We optimize the model using the Mean Squared Error with L2-regularization over the weights and latent factors as loss function.

In [None]:
def create_optimizer(y_hat):
    # Mean Squared Error: 1/n Σ(y - y_hat)^2
    mse = tf.reduce_mean(tf.square(tf.subtract(y, y_hat)))
    
    # L2 regularization over W and V: Σ(λ_w * W^2 + λ_V * V^2)
    l2_norm = tf.reduce_sum(tf.add(tf.multiply(lambda_w, tf.square(w)),
                                   tf.multiply(lambda_V, tf.square(V))))

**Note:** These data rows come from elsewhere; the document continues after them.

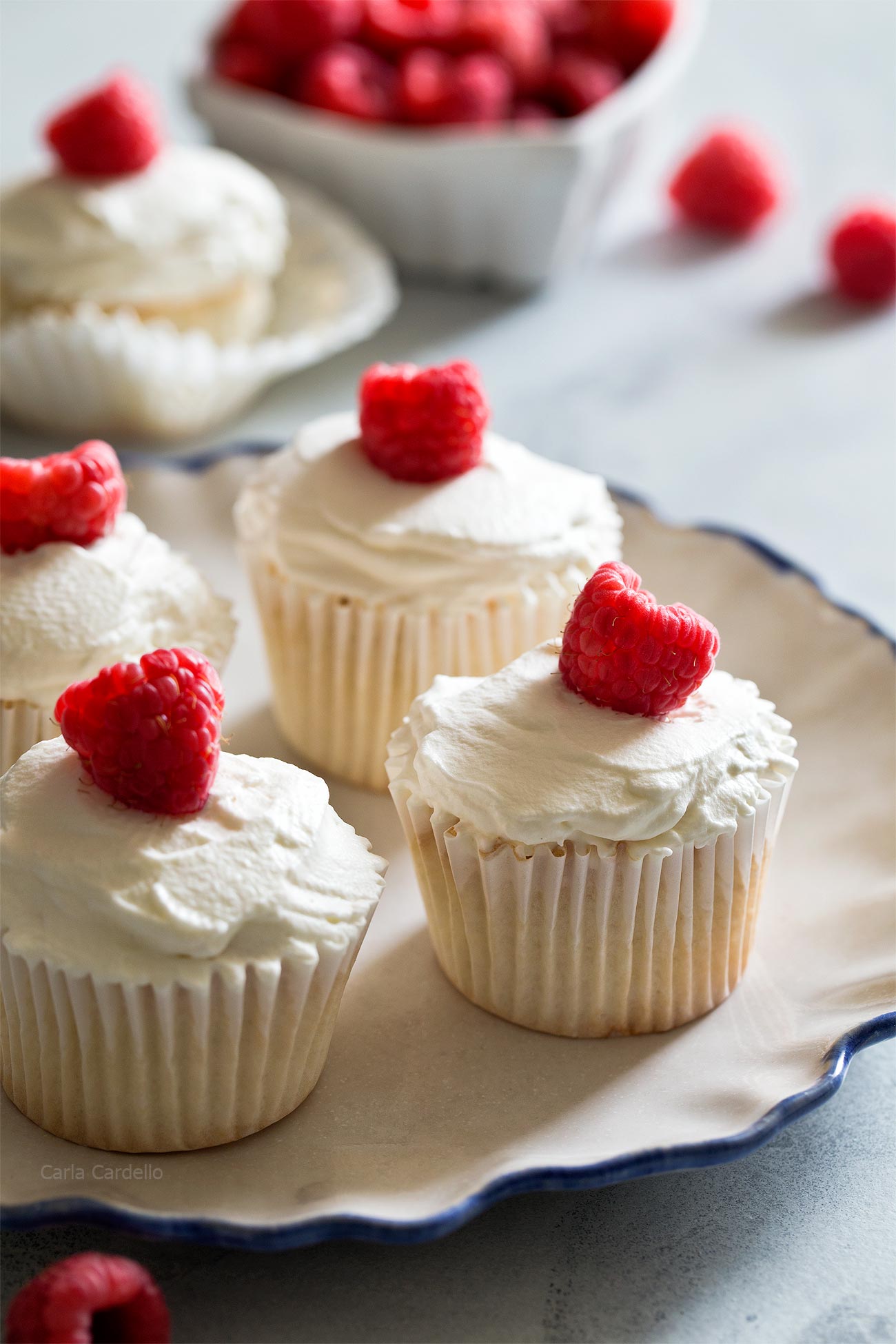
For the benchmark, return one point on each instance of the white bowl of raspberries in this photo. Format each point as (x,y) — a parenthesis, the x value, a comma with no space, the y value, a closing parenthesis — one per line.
(477,139)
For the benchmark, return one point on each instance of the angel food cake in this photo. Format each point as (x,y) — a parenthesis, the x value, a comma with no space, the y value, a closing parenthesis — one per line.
(389,547)
(196,914)
(184,233)
(83,584)
(591,827)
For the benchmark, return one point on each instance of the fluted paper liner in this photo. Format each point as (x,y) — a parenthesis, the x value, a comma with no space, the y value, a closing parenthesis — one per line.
(566,941)
(23,724)
(141,1068)
(344,672)
(89,371)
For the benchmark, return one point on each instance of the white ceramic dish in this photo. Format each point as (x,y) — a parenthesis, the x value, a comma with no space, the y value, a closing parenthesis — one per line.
(92,373)
(505,206)
(430,1109)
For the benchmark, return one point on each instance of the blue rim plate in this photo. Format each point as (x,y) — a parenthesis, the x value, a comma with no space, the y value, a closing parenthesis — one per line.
(628,1167)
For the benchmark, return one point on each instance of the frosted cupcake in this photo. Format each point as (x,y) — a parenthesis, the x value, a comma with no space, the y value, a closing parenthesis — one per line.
(411,542)
(171,968)
(188,234)
(593,826)
(83,584)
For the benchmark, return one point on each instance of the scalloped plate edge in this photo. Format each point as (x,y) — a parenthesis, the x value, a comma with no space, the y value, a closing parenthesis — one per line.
(651,1161)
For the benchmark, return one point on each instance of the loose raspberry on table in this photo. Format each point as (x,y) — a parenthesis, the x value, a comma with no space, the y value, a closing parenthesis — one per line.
(72,496)
(624,651)
(109,132)
(351,81)
(293,28)
(393,26)
(89,1297)
(729,183)
(247,63)
(578,81)
(150,731)
(863,254)
(422,424)
(516,32)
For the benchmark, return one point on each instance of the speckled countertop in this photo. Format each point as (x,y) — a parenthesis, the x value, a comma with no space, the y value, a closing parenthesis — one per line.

    # Total loss used for optimization
    loss = tf.add(mse, l2_norm)
    optimizer = tf.train.AdamOptimizer(learning_rate).minimize(loss)
    return optimizer, mse, loss

In [None]:
def create_metrics(y_hat):
    # Mean Absolute Error |y - y_hat|
    mae = tf.reduce_mean(tf.abs(y - y_hat))
    
    # Root Mean Squared Error √(1/n Σ(y - y_hat)^2)
    rmse = tf.sqrt(tf.reduce_mean(tf.square(tf.subtract(y, y_hat))))
    return mae, rmse

## Train and evaluate the model

In [None]:
sess = tf.InteractiveSession()

In [None]:
def train_and_evaluate():
    # Set up the model, optimizer and metrics
    y_hat = build_model()
    optimizer, mse, loss = create_optimizer(y_hat)
    mae, rmse = create_metrics(y_hat)

    # IMPORTANT: initialize variables before computing anything else
    init = tf.global_variables_initializer()
    sess.run(init)
    
    # Training loop
    for epoch in range(training_epochs):
        # Shuffle the training data
        indices = np.array(train.index)
        np.random.shuffle(indices)

        # Train the model
        x_data, y_data = train.loc[indices], pd.DataFrame({"rating": df_train.rating.loc[indices]})
        sess.run(optimizer, feed_dict={X: x_data, y: y_data})
        if epoch % 10 == 9:
            error, cost, mean_abs, root_mean = sess.run([mse, loss, mae, rmse], feed_dict={X: x_data, y: y_data})
            print("Epoch %i\tLoss (regularized error): %.3f\tMSE: %.3f\tRMSE: %.3f\tMAE: %.3f" 
                  % ((epoch + 1), cost, error, root_mean, mean_abs))

    print('MSE Test:', sess.run(mse, feed_dict={X: test, y: pd.DataFrame({"rating": df_test.rating})}))
    print('RMSE Test:', sess.run(rmse, feed_dict={X: test, y: pd.DataFrame({"rating": df_test.rating})}))
    print('MAE Test:', sess.run(mae, feed_dict={X: test, y: pd.DataFrame({"rating": df_test.rating})}))


In [None]:
train_and_evaluate()

## Get recommendations

Now that we've trained our model, we can use it to recommend movies to users.

For this, we need the nodes in the session graph which take the input and compute the estimates for the user's ratings.

In [None]:
# Get the necessary nodes from the model graph
prediction = sess.graph.get_tensor_by_name("prediction:0")
X = sess.graph.get_tensor_by_name("X:0")

Compute the first *n* recommendations for a user:

In [None]:
def get_n_recommendations(user_id, n):
    input = rh.get_user_data(user_id)
    recommendations = rh.movies[["title", "movieId"]]
    
    # Here, we use the nodes which we extracted before
    recommendations["rating"] = sess.run(prediction, feed_dict={X: input})
    return recommendations[["title", "movieId", "rating"]].sort_values("rating", ascending=False).head(n)

In [None]:
get_n_recommendations(1, 25)

 **Optional tasks**:
* Experiment with the model parameters. Try, e.g., different values for *k* and different learning rates.
* Try training the model with no/less/more regularization. (Hint: vary the values for $\lambda_V$ and $\lambda_w$).
* Try different optimization algorithms (see [TensorFlow Optimizers](https://www.tensorflow.org/api_guides/python/train#Optimizers) for an overview of optimizers).
* Compare the recommendations for different users.